Nei versi iniziali de La Sepoltura dei Defunti, prima sezione de La Terra Desolata, Aprile diventa addirittura crudele, il mese più crudele di tutti, a sconfessare quello che dello stesso mese dice Geoffrey Chaucer, il Dante della letteratura inglese, nei primi versi allegri e pieni di gioia di vivere dell’opera per cui è maggiormente conosciuto, i Racconti di Canterbury, ma i versi sono anche a ricordare che quando sia Eliot che St.Vincent Millay scrivevano, l’Europa aveva ancora tante ferite aperte dalla Grande Guerra. E di ferite simili pure noi sappiamo molto.

I lillà, tra i primi a fiorire, riescono a trovare nutrimento in una terra apparentemente morta, rigenerando allo stesso tempo il desiderio per un futuro di rinnovamento e i ricordi del passato, facendo scorrere la linfa viva della pioggia di primavera nelle radici sonnacchiose. Chiunque sia protagonista nei versi di Eliot odia questa rinascita e rimpiange l’inverno caldo, l’inverno capace di trattenere quel barlume di vita in pochi bulbi rinsecchiti, coprendo la terra di neve, la neve della dimenticanza a preservarci dalla memoria, che non accende in noi nessun ricordo,  e, quindi, neanche alcun desiderio fiorito dalle memorie di ciò che è stato. Queste esistenze di pura sussistenza riflettono la vigliaccheria di chi non vuole affrontare il mondo, le relazioni con gli altri, accontentandosi di una realtà parziale, negando empatia e compassione,

I versi sono un’accusa contro chi tradisce il vivere negando il ciclo continuo di vita, morte e rinascita, contro chi si accontenta di sprazzi di vita, sopravvivendo nelle braci senza abbracciare le fiamme. La “heap of broken images”, il cumulo di immagini rotte che Eliot ci consegna nell’opera, sono la ricerca di un poeta maturo per una nuova coscienza collettiva, che riesca a costruire in una terra desolata, nonostante la spinta di molti a volersi nascondere sotto un suolo infertile per non sapere, perché è più facile, perché non ci coinvolge. 

Aprile ci delizia e ci affligge, riporta la vita e con essa la struggente realizzazione della sua finitezza, sorprende con la forza della rinascita e traccia l’ombra della inevitabile fine futura, scuote i nostri organismi riaccendendo i fantasmi della depressione, ci mette di fronte al mistero dell’esistenza e dimostra che la volontà di non arrendersi è come pioggia in un deserto, come bulbi apparentemente morti che nascondono i fiori vivaci e carnosi della vita che verrà.
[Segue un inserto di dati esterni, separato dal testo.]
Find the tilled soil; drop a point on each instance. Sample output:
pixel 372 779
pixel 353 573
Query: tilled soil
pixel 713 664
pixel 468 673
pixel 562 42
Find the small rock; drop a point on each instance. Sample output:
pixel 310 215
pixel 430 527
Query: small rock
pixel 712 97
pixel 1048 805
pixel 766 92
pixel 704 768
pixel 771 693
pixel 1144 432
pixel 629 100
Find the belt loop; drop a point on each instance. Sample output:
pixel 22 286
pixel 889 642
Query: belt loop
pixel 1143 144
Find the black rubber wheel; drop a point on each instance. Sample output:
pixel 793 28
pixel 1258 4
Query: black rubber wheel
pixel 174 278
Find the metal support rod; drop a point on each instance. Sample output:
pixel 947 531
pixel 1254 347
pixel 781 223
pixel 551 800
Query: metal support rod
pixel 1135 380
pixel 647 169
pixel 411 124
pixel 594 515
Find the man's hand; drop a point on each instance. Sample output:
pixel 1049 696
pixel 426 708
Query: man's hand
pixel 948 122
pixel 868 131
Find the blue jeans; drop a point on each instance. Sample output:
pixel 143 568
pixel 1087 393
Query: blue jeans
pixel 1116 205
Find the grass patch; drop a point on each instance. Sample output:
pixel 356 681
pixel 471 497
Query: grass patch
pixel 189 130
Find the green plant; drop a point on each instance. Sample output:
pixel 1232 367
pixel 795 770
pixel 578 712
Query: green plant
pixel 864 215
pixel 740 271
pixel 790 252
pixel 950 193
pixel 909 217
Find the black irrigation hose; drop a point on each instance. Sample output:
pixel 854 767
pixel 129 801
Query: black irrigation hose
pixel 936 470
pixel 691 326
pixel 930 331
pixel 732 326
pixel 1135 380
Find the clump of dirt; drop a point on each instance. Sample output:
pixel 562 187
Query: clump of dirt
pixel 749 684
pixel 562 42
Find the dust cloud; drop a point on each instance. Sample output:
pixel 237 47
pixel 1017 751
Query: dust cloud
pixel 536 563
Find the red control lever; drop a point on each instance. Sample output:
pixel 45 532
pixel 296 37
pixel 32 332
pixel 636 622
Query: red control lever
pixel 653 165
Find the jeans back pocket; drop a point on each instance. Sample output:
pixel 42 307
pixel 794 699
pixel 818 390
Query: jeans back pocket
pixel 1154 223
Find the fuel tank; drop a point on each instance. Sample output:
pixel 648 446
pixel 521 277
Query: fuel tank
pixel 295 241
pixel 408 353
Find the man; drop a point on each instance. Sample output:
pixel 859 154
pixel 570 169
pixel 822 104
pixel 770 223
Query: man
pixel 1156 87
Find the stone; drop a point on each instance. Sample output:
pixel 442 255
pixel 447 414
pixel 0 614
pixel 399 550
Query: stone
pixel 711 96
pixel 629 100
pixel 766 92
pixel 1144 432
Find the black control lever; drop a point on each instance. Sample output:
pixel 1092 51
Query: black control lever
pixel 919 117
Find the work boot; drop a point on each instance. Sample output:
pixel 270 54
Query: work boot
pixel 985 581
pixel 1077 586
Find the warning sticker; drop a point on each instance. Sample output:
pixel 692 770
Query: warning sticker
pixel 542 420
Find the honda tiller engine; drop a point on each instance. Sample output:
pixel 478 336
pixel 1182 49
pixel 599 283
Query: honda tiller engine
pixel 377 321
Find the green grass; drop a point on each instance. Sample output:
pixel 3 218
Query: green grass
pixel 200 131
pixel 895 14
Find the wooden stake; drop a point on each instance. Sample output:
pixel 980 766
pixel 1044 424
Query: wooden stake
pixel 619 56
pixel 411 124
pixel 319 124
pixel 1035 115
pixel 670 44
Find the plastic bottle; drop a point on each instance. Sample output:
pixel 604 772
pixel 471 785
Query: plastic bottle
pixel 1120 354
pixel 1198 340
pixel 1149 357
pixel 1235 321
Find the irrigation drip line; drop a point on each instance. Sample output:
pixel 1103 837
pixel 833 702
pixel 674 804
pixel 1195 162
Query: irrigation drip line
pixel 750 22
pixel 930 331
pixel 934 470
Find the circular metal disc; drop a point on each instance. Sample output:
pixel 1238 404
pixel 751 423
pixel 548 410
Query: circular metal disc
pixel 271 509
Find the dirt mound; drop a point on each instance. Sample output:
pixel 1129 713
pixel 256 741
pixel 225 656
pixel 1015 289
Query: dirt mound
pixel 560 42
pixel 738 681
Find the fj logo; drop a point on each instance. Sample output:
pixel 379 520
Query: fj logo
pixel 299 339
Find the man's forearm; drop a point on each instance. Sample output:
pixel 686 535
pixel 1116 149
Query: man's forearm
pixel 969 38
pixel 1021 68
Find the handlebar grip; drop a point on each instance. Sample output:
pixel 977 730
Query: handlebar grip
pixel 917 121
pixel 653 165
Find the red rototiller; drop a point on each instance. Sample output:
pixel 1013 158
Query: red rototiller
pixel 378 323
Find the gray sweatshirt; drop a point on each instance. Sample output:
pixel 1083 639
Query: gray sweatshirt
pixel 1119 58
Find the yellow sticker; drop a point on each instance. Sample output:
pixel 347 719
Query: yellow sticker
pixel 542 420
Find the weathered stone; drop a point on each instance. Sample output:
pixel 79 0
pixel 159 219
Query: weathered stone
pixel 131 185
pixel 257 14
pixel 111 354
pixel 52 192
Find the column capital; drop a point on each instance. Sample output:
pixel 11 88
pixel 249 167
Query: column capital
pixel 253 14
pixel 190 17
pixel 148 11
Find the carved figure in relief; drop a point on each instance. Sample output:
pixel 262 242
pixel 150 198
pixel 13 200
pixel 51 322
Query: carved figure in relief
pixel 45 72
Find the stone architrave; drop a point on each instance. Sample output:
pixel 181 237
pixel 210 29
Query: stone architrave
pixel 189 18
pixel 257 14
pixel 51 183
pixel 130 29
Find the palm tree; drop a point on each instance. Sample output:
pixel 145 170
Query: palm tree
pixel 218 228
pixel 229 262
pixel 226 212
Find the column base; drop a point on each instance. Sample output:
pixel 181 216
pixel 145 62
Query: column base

Ed è ancora una volta la poesia a portare malinconia ma anche conforto, ed Eliot lo dichiara alla fine dell’opera con le parole “These fragments I have shored against my ruins”, (Questi frammenti sono la mia fortezza contro la rovina): i frammenti poetici degli autori del passato costruiscono un muro di difesa ai limiti dolenti dell’essere umano, al pensiero soffocante della piccolezza del vivere, sostenendo con la forza delle parole e la ricchezza delle immagini, fin quando si potranno pronunciare le ultime parole di Hamlet “The rest is Silence”, il resto è silenzio, ad accogliere il momento in cui delle parole non ci sarà più bisogno.